On Tuesday, the US Treasury’s auction of 10-year Treasury notes drew its highest yield in seven years: 4,68%. Benchmark 10-year yields reached their highest level since spring last year, hitting 4.73% on Wednesday.

Zooming in, the yields of 10-year bonds have increased since the Fed’s rate-cutting campaign began in September. They went from about 3.7% up to 4.7%. This is an unusual inverse correlation, when you compare the last 10 cycles of easing. 

What is going on? 

We are not in the typical cycle of easing. Rate cuts usually signal the approaching of a recession. This time, the Fed is lowering interest rates because central bankers believe inflation is sufficiently declining — or at least, they did.

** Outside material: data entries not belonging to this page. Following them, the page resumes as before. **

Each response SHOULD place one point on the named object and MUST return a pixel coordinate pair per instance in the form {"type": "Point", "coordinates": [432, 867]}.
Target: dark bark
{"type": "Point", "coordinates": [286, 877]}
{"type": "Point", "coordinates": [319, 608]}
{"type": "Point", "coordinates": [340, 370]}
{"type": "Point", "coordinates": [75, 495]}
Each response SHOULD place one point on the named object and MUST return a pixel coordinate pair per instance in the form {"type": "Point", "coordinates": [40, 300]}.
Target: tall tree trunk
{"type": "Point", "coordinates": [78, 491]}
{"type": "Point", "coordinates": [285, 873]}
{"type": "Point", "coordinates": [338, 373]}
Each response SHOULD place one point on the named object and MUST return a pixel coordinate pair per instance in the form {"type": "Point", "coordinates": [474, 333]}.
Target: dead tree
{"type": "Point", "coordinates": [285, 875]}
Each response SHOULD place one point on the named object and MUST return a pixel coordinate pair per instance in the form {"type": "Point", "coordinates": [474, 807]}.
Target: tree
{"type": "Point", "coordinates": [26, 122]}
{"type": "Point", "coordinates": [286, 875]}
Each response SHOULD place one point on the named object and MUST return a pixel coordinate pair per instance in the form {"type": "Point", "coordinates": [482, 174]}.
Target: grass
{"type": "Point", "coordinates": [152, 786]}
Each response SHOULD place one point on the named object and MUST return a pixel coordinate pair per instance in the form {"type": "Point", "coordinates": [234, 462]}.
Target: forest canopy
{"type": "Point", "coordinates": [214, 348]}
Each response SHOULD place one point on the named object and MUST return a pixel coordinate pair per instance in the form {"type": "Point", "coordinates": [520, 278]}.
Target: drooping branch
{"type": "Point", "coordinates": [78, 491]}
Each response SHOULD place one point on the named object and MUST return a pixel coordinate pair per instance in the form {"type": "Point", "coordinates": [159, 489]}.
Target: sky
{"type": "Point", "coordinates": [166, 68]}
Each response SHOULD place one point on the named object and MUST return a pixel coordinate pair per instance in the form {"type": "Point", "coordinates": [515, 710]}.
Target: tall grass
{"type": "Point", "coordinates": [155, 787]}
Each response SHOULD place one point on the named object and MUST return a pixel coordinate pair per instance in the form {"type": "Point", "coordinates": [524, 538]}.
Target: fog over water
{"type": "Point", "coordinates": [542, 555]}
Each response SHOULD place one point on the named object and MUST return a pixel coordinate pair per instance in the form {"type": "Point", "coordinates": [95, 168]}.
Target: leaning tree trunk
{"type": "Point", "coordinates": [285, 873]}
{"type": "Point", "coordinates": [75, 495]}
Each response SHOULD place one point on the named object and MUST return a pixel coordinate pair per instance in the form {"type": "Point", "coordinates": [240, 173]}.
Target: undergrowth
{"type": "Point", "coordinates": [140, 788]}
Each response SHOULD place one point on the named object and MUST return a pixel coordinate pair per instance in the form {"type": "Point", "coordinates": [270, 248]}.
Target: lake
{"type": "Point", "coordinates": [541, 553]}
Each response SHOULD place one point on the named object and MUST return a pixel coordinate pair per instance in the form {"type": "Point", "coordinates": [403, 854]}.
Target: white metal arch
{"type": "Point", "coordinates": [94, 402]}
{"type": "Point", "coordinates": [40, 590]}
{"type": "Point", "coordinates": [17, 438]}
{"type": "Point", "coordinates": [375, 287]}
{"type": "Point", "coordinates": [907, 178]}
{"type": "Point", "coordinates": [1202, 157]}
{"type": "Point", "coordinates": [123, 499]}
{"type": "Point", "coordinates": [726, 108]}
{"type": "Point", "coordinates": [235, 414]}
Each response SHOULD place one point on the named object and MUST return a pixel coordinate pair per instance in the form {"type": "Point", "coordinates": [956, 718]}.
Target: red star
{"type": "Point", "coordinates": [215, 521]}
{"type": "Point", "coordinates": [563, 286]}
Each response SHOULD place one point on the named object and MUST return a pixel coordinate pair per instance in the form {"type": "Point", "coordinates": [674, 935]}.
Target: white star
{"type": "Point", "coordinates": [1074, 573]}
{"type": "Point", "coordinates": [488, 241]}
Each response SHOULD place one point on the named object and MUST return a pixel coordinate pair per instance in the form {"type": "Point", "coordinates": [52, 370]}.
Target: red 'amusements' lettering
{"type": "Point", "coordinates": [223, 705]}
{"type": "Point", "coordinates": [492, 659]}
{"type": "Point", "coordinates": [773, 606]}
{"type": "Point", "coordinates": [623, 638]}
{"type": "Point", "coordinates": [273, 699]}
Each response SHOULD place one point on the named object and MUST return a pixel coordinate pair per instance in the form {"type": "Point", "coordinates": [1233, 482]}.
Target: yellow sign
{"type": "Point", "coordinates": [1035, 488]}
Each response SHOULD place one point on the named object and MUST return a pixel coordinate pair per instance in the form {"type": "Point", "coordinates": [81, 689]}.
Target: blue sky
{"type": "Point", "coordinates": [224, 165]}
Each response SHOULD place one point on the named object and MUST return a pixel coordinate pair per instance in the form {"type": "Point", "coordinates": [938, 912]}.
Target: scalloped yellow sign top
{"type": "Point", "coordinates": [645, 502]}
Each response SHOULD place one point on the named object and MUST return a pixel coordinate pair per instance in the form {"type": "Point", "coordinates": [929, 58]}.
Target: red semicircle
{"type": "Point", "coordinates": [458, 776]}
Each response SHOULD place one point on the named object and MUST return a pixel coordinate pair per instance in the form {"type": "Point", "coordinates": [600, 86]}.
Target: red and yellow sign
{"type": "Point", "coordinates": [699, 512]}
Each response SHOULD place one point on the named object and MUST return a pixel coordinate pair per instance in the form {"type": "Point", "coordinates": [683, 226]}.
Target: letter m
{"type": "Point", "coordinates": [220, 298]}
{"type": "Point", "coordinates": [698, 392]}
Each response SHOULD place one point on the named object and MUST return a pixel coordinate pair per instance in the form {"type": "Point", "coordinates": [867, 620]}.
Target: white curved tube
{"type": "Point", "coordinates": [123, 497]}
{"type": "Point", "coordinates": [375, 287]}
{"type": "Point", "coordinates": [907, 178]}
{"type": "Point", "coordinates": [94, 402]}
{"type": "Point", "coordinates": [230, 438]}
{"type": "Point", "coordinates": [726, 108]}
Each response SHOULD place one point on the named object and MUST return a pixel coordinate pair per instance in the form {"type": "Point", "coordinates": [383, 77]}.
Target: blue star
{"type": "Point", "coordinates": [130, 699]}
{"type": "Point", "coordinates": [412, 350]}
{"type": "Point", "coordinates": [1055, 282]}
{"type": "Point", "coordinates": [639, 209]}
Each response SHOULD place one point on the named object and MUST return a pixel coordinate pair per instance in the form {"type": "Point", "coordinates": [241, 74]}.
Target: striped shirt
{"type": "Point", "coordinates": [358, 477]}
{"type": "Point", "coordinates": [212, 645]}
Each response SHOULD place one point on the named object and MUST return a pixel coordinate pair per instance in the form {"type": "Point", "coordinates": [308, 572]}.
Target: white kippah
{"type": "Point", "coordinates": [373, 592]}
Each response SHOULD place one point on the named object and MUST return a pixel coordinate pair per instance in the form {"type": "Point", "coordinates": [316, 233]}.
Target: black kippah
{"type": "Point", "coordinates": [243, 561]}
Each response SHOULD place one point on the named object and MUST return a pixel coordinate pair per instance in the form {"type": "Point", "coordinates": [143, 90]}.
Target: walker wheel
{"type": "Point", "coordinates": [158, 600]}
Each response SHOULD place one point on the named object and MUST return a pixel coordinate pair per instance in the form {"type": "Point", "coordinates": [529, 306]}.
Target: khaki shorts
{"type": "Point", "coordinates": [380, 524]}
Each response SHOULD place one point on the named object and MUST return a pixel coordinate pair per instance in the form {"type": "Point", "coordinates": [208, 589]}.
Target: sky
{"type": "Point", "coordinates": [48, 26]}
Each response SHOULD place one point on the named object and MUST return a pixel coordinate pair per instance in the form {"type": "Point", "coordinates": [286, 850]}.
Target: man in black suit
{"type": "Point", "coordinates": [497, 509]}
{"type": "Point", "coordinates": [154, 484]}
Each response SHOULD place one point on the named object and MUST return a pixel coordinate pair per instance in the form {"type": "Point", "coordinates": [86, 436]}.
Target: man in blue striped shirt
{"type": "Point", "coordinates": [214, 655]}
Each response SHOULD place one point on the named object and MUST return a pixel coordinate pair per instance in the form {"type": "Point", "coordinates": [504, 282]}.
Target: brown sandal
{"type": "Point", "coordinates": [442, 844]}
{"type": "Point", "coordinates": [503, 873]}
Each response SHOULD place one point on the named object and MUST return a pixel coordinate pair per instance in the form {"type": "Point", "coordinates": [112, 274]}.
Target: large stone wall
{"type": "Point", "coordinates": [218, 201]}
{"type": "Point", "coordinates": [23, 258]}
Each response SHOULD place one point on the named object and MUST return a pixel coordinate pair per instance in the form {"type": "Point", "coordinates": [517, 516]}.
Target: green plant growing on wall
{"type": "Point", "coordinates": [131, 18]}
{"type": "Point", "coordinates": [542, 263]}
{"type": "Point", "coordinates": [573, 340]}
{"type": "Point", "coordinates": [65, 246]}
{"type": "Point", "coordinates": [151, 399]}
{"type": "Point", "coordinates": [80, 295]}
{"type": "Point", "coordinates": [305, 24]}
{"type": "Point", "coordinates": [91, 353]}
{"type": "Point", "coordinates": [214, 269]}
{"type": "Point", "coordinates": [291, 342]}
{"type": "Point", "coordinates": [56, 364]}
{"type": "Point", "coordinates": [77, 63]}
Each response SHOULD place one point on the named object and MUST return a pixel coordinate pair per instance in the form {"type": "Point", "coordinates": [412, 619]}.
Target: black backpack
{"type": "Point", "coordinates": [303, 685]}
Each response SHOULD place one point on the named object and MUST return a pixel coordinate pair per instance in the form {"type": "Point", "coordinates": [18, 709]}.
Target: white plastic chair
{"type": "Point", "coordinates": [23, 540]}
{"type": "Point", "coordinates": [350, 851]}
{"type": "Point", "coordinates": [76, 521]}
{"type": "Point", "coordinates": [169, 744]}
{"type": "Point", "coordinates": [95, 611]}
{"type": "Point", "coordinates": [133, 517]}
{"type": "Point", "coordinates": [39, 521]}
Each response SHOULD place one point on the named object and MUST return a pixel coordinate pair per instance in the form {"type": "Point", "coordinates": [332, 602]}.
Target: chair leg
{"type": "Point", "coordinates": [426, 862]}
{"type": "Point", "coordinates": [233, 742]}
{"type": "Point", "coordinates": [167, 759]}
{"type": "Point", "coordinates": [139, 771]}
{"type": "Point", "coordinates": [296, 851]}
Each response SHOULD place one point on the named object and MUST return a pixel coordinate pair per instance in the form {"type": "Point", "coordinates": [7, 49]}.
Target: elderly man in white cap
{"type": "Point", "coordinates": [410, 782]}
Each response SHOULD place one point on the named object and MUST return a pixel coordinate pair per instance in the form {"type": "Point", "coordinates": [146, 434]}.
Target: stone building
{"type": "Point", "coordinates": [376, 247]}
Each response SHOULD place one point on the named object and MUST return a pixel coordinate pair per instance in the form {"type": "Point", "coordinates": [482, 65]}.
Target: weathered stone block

FOMC members have increased their inflation expectations for 2024 from 2.6% up to 2.8%. Their median projections of cuts in the fed funds rate, therefore, has been reduced by 50 basis point. The futures market now prices in 95% of central bankers holding rates at their next monthly meeting. 

Bond traders also react to the fact that the next (old) White House administration will be in place in less than 2 weeks. Bond prices and yields are moving in the opposite direction, so today’s drop is most likely due to concerns regarding Trump’s new tariff policies.  

It’s an odd situation that may have a rational explanation. We’re still keeping a close eye on it. The latest Fed minutes — set to be released this afternoon — should also give us more insight.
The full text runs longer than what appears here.